It might have been good to have another version of the Dance of the Gnomes (also called “Ballad”) to set beside those of Geoffrey Simon (Cala) and Edward Downes (Chandos), but for the fact that Eiji Oue’s is duller than both. Part of the problem stems from the dark sonority that he cultivates in his orchestra, which makes it marvelous in Bruckner’s Ninth or Mahler’s Das Lied von der Erde (both for this same label), but lacking in the brilliance that Respighi’s scoring ideally demands. This doesn’t mean that the orchestra can’t play it, of course. It plays very well. But it’s up to the conductor to encourage the band to make the kinds of sounds the music requires. And so Belkis, Queen of Sheba lacks energy in its final Orgiastic Dance and could use more guts in the War Dance. Oue also plays the movements of this suite in Respighi’s published order, a mistake in that it front-loads all of the slow, quiet music.
The Pines of Rome similarly suffers from a lack of excitement: the opening theme is cautiously played and poorly articulated, and the second movement is simply too slow with amorphous lower strings and percussion.
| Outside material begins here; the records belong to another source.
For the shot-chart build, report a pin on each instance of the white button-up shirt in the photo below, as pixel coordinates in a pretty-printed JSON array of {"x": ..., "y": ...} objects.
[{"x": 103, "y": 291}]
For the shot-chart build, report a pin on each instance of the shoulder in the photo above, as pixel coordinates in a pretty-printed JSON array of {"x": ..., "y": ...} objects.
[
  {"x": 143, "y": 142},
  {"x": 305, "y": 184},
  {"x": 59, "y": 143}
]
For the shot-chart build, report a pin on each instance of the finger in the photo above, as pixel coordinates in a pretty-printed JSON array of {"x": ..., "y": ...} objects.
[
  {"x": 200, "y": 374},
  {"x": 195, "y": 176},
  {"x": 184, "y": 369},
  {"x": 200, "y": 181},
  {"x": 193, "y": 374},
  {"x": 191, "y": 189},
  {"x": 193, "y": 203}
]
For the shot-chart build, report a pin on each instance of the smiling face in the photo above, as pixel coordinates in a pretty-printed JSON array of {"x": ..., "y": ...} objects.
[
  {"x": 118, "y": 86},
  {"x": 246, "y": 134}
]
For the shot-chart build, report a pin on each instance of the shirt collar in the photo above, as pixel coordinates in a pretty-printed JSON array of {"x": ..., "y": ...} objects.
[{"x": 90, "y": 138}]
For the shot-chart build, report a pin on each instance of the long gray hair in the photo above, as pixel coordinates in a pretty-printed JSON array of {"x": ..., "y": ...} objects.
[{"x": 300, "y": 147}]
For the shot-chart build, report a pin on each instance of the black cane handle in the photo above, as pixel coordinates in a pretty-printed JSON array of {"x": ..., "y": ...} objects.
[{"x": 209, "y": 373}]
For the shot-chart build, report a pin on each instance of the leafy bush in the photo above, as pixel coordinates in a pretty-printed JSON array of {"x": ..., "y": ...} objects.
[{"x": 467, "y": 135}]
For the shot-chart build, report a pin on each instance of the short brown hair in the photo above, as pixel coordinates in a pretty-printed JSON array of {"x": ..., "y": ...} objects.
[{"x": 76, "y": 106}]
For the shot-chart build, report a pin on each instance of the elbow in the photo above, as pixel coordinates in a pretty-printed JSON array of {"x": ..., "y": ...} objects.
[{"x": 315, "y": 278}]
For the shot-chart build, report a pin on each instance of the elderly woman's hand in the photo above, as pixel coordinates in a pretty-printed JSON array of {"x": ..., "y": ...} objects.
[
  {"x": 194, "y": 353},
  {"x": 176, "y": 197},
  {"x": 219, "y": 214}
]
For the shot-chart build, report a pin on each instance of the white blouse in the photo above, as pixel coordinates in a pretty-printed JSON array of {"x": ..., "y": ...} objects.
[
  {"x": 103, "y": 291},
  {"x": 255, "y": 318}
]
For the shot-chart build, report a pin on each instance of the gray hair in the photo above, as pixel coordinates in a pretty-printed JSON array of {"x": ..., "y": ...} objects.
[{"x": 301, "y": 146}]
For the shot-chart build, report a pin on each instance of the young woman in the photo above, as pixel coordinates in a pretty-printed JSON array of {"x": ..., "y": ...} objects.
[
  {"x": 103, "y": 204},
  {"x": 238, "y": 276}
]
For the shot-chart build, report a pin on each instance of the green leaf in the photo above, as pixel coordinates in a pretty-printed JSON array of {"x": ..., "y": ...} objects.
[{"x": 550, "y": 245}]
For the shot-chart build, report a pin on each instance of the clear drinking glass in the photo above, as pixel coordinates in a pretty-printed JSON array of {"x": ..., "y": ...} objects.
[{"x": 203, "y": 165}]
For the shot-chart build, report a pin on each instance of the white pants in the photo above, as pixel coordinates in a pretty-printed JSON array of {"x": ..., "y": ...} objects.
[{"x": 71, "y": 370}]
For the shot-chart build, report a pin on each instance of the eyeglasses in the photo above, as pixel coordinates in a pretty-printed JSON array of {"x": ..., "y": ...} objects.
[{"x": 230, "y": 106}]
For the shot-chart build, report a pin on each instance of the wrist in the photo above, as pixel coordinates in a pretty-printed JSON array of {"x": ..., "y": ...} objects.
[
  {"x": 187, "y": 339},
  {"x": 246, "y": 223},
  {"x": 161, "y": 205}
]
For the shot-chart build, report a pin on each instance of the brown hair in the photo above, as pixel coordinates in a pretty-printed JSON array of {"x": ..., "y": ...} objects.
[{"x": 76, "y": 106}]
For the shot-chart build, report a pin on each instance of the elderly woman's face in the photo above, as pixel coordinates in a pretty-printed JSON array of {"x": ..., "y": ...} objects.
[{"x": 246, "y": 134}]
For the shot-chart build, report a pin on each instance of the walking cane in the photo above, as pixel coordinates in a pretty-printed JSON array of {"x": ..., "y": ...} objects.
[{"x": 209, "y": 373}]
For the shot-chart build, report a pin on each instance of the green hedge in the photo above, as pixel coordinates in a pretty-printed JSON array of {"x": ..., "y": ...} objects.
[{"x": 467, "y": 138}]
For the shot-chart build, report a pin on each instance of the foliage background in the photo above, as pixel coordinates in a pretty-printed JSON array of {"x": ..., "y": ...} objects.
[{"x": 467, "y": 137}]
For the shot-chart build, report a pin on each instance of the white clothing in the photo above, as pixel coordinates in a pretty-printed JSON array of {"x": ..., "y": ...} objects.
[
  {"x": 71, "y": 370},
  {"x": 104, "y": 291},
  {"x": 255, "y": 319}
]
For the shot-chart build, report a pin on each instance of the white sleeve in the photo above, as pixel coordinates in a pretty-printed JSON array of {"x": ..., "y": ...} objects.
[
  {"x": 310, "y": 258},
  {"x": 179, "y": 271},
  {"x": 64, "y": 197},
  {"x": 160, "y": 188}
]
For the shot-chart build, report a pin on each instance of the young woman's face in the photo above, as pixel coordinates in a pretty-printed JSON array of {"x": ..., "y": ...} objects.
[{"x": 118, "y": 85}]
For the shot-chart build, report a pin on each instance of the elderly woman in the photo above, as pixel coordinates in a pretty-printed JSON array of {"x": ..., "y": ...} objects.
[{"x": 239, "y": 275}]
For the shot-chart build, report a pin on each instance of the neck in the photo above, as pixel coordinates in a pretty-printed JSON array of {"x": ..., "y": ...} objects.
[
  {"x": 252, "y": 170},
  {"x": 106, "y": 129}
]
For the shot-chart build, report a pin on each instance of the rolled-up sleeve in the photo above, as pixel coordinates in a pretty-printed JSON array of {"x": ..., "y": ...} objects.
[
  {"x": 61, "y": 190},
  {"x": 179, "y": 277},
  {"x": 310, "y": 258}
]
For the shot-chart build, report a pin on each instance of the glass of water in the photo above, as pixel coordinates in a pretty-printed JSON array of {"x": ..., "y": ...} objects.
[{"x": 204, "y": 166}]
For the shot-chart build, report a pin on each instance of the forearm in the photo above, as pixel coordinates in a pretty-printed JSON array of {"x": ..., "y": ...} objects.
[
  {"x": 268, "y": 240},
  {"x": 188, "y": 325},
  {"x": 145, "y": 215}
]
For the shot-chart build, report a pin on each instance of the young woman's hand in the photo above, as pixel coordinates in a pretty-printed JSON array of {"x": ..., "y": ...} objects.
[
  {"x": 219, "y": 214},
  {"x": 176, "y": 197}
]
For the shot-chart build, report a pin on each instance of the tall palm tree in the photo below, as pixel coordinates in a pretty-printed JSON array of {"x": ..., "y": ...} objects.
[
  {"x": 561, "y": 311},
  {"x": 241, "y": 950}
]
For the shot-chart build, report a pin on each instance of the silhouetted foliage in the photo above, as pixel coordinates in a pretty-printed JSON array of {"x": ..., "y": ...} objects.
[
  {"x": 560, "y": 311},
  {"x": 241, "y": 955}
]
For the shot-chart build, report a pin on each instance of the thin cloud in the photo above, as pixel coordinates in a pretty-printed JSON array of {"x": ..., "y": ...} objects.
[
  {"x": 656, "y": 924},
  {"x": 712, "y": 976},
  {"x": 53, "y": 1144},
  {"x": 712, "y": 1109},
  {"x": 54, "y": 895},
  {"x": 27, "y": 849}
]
In his recent review of DePriest’s new recording for Delos, my colleague Victor Carr asked a pertinent question: If you’re not going to go for broke in the finale, why bother? Why doesn’t Oue insist that the percussion cut through the welter of sound at the final climax? It’s that march-ostinato on timpani and bass drum and those powerful crashes from cymbals and tam-tam that must be clearly heard as the music grows increasingly powerful, and not the throbbing bass of the organ pedals (as here).
If Reiner’s classic RCA recording can accomplish this, or Kempe’s (on Chesky), or Bernstein’s (Sony), or hell, even Toscanini’s mono version (RCA again), then why can’t Telarc, Delos, or Reference Recordings get it right in their recent releases? Ultimately, it’s the conductor’s job to see that the technology serves the music, and in this sleepy performance Oue just doesn’t seem to be terribly interested. And however “audiophile” the sound as such, it simply doesn’t support or clarify Respighi’s musical vision as it should. For a truly spectacular recording that does just that, turn to Eduardo Mata’s fabulous (and hugely underrated) performance with the Dallas Symphony on Dorian. You won’t believe the difference.